~~Brunatnoszary Tytoń napisał(a): Ktoś napisał: ~~arek napisał(a):
To raczej ty powtarzasz pierdoły, które słyszysz z ambon i z TVP.
Ogarnij się i zacznij myśleć, jeśli potrafisz.
Zrozum że Katolicyzm to religia rozumu. Bóg po to nam dał rozum, byśmy z niego korzystali. Jeśli oddamy swój umysł w niewolę (także lewacką), nie mamy szansy dostąpić zbawienia. To lewactwo chce kneblować usta wszystkim, którzy myślą i chcą powiedzieć cokolwiek, co nie jest "po linii". Kościół ci niczego nie zabrania, o ile nie krzywdzisz innych. Twoja wolność kończy się wtedy, kiedy wkracza w obszar wolności drugiej osoby.
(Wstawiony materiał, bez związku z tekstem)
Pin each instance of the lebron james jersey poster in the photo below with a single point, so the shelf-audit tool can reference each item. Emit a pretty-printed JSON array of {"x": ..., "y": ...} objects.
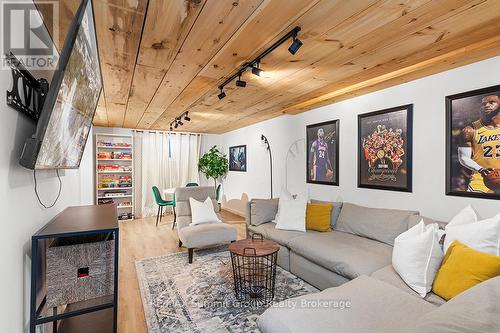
[{"x": 473, "y": 143}]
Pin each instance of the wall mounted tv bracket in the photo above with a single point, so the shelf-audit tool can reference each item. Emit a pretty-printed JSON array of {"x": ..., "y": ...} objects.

Wydaje mi się że to dobra zasada.
Katolicyzm akurat nie ma nic wspólnego z rozumem.
Nakazuje ludziom wierzyć w bałamutne pierdoły o "niepokalanym poczęciu", "zmartwychwstaniu", "wniebowzięciu", cuda "rozmnażania chleba i wina", "anioły i diabły", jakieś "piekło i niebo" i wreszcie biga , który niby "jest wszędzie", wszystko widzi i wie ale nie chce mu się cokolwiek dla ludzkości zrobić bo jest "zarobiony" i za wszelkie zło ludzie są sobie sami winni i sami muszą sobie ze wszystkim poradzić.
Takie bzdety katolicyzm wciska ludziom od najmłodszych lat.
Może działało jeszcze 100 lat temu i wcześniej.
Dzisiaj takich pierdół ludzie już na szczęście nie słuchają i patrzą na klechów głoszących te bzdety z politowaniem i coraz większą niechęcią.